For the past few months, I’ve been sporadically getting text messages from some insurance company. The most recent one (which is fairly typical) says
Almost all of them use the same name, and mention the same vehicle. There are just two problems: First, my name isn’t Seth, and second, my vehicle isn’t a Ford F150. Well, three problems: I already have insurance, and am not looking for a different company. Make that four: Even if I were looking for insurance, I wouldn’t buy it from someone spamming me.
So what’s the game, here? I understand just mass-spamming in the hopes that someone, somewhere, will take the bait, but why the blind guess at a name and vehicle? Is there some reason why they think that would make suckers more likely to respond?
I suppose that it’s theoretically possible that there really is a Seth somewhere with a 2013 F150, and that he really did have some contact with this company, and gave them the wrong number… but even in that case, it’d still be spam, and an unlikely tactic for a legitimate company. And surely, even if “Seth” didn’t have insurance in May, by now he’s either gotten it elsewhere, or decided against getting it at all.
The scam often begins with a seemingly innocent chat initiated by a random person. The scammer might claim to have received the victim’s number from a mutual friend, while also appearing unsure if they have the correct number. However, this is just an act to engage the victim in conversation. Scammers have also been known to use images of attractive women to lure victims, preying on their desire for companionship or romance to build trust and establish a connection.
Largely in the same spirit as “you don’t have to be crazy to work here… but it helps”, there are intelligent people who reply to spam and there are stupid people who don’t, but spammers have intuited that one should never overestimate the intelligence of those one is trying to scam. Also their venality. I think the notion is along the lines of “Huh, somebody with a good deal on insurance accidentally sent me someone else’s info, gee I could get over on the world and claim that for myself!”
PS: I’m not sure this belongs in Factual Questions. Not that I’m in charge of such stuff. But it seems more IMHO.
My sister would respond, thinking she was being helpful. Something along the lines of, “My name isn’t Seth, but I have a friend at work whose husband’s name is Seth. Maybe you are looking for him? His email address is……”
I expect it’s not quite as blatantly illegal as that, though, since it’s been going on since May at least, and sites that do blatantly illegal things usually get shut down quicker than that.
If it actually is an insurance provider, they might be be hoping you’ll respond with‘I’m not Seth, but could I compare your rates with my current insurance?’
Because, honestly, most people think their insurance is too high.
ETA: the Ford F-100 is the 4th most common vehicle in America.
ET(further)A: Not that don’t think this is a scam, just sayin’

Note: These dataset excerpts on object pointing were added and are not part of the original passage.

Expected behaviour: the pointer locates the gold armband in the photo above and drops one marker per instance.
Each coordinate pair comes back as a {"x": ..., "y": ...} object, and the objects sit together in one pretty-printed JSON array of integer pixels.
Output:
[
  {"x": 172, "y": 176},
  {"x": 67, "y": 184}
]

My guess: Seth went to one of those spammy insurance rate comparison sites looking for insurance for his 2013 F150, but he either didn’t want to give them his real phone number and entered a made up one, or he just mistyped his number, and the number he entered coincidentally happened to be @Chronos’s number.
Is this an gmail Google account? Because they allow multiple users to use the same email address. Pretty sloppy about that.
I had a possibly distant relative with the same name, who I heve never met, use the same gmail address. It is not a common name. Maybe he entered it in all CAPS or partial caps and gmail accepted it. After researching him I found that he got divorced and his e-wife was using he gmail.
Lets call her Stacey, because that is her name, and I got tired of it. Stacey has an appointment for car service next Tuesday, not any longer, I cancelled it. Dentist appointment, cancelled. No matter what I did I kept getting her shit emails. And I had no way of contacting her because any attempt would just sent an email back to my own inbox.
It took almost an entire year before she got the hint that maybe she should use a different email.
It’s not email; it’s text messages. The sender is (or at least, is listed as) 38976, and the links are all to the domain http:// goquote .co (that’s co, not com, and http, not https).
Maybe part of their gmail address was in caps and it got converted to lower case, maybe their adress had dots in it, maybe they mis-entered their own email adress in several accounts, I don’t know. But I do know that a person with the same first initial and same last name used the same gmail address that I do. He lives in Missouri and I live in Oregon. I batttled their many services with car dealerships, doctors appointments and general spam meant for her for several years until they finally quit using it.
Google ignores dots and capitalization in email address’. From google support.
Gmail also ignores capitalization in account names so first.last@ is the same account as FIRST.LAST@ (or any other combination) and also does not represent different accounts. This also applies to both account creation and usage.
Besides the excellent replies already, Chronos, consider this possibility. Send a billion emails or texts to random parties, and what are the odds that one of those arrives at a person named Seth? Or a person who owns an F150? Or both? It’s probably greater than zero, no?